Victor Serge (1890-1947) was born to Russian anti-Tsarist exiles living in Brussels. As a young anarchist firebrand, he was sentenced to five years in a French penitentiary in 1912. In 1919, Serge joined the Bolsheviks. An outspoken critic of Stalin, he was expelled from the Party and arrested in 1929. Nonetheless, he managed to complete three novels (Men in Prison, Birth of Our Power, and Conquered City) and a history (Year One of the Russian Revolution), published in Paris. Arrested again in Russia and deported to Central Asia in 1933, he was allowed to leave the USSR in 1936 after international protests by militants and prominent writers such as André Gide and Romain Rolland. Hounded by Stalinist agents, Serge lived in precarious exile in Brussels, Paris, Vichy France, and Mexico City, where he died in 1947.
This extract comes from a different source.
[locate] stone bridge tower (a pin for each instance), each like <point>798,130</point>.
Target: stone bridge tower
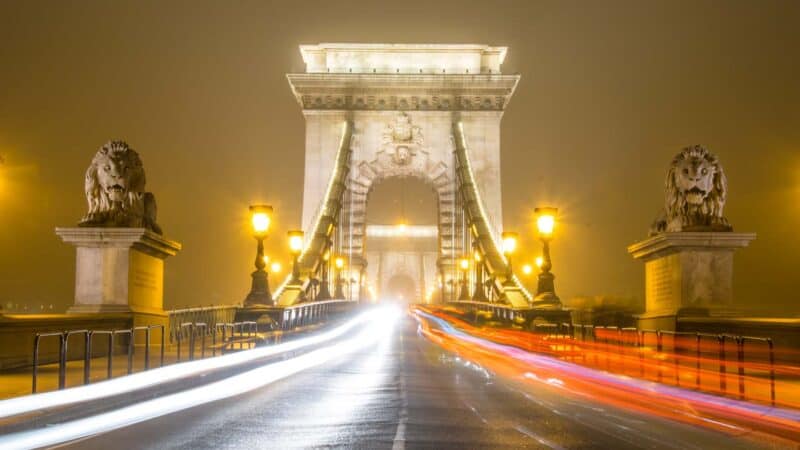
<point>402,102</point>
Victor Serge (1890-1947) played many parts, as he recounted in his indelible Memoirs of a Revolutionary. The son of anti-czarist exiles in Brussels, Serge was a young anarchist in Paris; a syndicalist rebel in Barcelona; a Bolshevik in Petrograd; a Comintern agent in Central Europe; a comrade of Trotsky's; a friend of writers like Andrei Bely, Boris Pilnyak, and André Breton; a prisoner of Stalin; a dissident Marxist in exile in Mexico...

Like Serge's extraordinary novels, A Blaze in a Desert: Selected Poems bears witness to decades of revolutionary upheavals in Europe and the advent of totalitarian rule; many of the poems were written during the "immense shipwreck" of Stalin's ascendancy. In poems datelined Petrograd, Orenburg, Paris, Marseille, the Caribbean, and Mexico, Serge composed elegies for the fallen-as well as prospective elegies for the living who, like him, endured prison, exile, and bitter disappointment in the revolutions of the first half of the twentieth century:

Night falls, the boat pulls in,
stop singing.
Exile relights its captive lamps
on the shore of time.

Throughout A Blaze in a Desert, Serge draws on the heritage of late- and post-Symbolist writers like Verhaeren, Rictus, Apollinaire, Blok, and Bely-themselves authors of messages of a more general resistance by the human spirit-to express the anguish of the failure of the Russian Revolution and to search out glimmers of hope in the ruins of the Second World War.

A Blaze in a Desert comprises Victor Serge's sole published book of poetry, Resistance (1938), his unpublished manuscript Messages (1946), and his last poem, "Hands" (1947).